Blockstream / greenlight

Build apps using self-custodial lightning nodes in the cloud
https://blockstream.github.io/greenlight/getting-started/
MIT License
118 stars 27 forks source link

track: VLS <> CLN desync in v24.02 #476

Open cdecker opened 4 months ago

cdecker commented 4 months ago

Some users have been reporting an issue with the VLS signer refusing to sign a channel re-establish (likely the commitment secret exchagne) due to the following error:

FAILED PRECONDITION: policy failure: get_per_commitment_secret: cannot revoke commitment_number 695 when next_holder_commit_num is 696

On the server-side we can see the same in the log lines:

UNUSUAL 02c811e575be2df47d8b48dab3d3f1c9b0f6e16d0d40b5ed78253308fc2bd7170d-channeld-chan#1: Adding HTLC 18446744073709551615 too slow: killing connection
[BreezSdk] {INFO} (2024-07-07T12:27:19.990279Z) : node-logs: INFO    02c811e575be2df47d8b48dab3d3f1c9b0f6e16d0d40b5ed78253308fc2bd7170d-chan#1: Peer transient failure in CHANNELD_NORMAL: Adding HTLC timed out: killed connection

Which then eventually times out the reconnection timeout, we try to pay anyway, but fail because no channels are available.

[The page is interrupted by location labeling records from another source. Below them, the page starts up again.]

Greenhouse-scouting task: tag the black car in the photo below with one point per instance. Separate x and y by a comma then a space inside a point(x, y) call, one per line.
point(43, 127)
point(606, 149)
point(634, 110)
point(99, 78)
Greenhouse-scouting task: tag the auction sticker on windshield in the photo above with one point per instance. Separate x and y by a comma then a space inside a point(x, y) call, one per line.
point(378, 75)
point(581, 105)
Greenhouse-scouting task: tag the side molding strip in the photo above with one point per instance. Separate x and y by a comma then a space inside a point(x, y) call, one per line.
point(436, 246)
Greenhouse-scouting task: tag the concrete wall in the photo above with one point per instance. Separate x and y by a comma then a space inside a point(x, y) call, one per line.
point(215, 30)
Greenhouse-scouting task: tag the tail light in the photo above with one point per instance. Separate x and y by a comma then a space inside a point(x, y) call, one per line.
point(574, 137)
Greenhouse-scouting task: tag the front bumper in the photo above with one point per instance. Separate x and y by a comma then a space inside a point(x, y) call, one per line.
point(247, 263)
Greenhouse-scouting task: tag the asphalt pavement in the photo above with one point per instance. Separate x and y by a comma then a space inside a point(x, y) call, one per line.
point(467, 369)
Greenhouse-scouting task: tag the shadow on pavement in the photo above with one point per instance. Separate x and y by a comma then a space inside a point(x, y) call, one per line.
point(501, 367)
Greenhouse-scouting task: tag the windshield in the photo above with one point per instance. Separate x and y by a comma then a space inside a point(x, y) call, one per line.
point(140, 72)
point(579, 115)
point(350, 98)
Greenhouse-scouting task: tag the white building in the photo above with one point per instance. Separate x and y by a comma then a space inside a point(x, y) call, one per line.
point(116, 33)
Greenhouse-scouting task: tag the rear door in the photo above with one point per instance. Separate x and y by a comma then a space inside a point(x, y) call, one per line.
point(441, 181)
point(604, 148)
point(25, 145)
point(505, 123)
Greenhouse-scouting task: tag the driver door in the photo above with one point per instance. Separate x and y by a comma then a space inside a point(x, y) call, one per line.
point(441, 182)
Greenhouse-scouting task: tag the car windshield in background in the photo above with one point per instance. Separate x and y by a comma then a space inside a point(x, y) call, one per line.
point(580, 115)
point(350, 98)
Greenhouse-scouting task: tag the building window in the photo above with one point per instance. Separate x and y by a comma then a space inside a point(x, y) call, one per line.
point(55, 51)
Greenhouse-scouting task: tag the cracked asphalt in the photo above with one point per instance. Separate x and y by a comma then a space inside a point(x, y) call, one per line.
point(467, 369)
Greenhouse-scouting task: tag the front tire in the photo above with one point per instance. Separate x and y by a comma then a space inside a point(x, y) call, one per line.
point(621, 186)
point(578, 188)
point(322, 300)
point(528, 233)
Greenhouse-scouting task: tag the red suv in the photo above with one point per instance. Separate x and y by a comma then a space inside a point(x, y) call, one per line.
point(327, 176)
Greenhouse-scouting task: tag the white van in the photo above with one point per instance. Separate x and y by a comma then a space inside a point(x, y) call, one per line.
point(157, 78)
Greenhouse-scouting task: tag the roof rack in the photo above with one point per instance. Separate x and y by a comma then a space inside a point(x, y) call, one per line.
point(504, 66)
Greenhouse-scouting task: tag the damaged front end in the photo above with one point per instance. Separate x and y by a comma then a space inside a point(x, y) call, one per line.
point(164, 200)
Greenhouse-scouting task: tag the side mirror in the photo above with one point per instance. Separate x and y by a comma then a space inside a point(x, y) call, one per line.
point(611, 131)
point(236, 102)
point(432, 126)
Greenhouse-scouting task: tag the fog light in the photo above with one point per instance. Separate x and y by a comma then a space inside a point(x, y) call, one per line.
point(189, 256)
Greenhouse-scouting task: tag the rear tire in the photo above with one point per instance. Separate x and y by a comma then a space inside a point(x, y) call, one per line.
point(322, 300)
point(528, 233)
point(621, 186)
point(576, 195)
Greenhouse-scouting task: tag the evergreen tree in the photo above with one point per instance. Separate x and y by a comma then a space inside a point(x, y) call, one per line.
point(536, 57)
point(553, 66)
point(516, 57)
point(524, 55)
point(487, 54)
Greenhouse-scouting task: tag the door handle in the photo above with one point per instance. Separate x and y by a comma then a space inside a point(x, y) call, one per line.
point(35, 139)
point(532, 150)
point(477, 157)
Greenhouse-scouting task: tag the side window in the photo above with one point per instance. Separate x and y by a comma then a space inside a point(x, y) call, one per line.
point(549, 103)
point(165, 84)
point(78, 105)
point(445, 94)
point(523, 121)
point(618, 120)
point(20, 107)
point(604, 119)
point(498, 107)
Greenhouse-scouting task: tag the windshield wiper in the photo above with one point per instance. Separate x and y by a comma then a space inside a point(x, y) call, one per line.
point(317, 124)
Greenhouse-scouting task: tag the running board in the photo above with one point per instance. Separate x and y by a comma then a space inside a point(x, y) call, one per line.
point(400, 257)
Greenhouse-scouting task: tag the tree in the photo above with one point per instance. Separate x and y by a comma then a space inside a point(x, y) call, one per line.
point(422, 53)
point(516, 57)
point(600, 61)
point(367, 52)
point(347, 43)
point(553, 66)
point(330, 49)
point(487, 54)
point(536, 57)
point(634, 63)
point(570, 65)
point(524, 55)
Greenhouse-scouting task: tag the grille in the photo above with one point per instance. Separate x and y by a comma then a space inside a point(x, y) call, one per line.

This does appear to be a new issue, but reminiscent of https://github.com/Blockstream/greenlight/issues/431 which was fixed by v24.02. There appears to be another non-atomic transition in VLS <> CLN that we are not reflecting.

devrandom commented 4 months ago

if next_holder_commit_num is 696, then the current is 695. and of course we can't revoke the current.

so the question is how we arrived at this state.

the question is whether 696 was actually signed by VLS?

logs regarding the signing of holder commitment transactions would be useful here.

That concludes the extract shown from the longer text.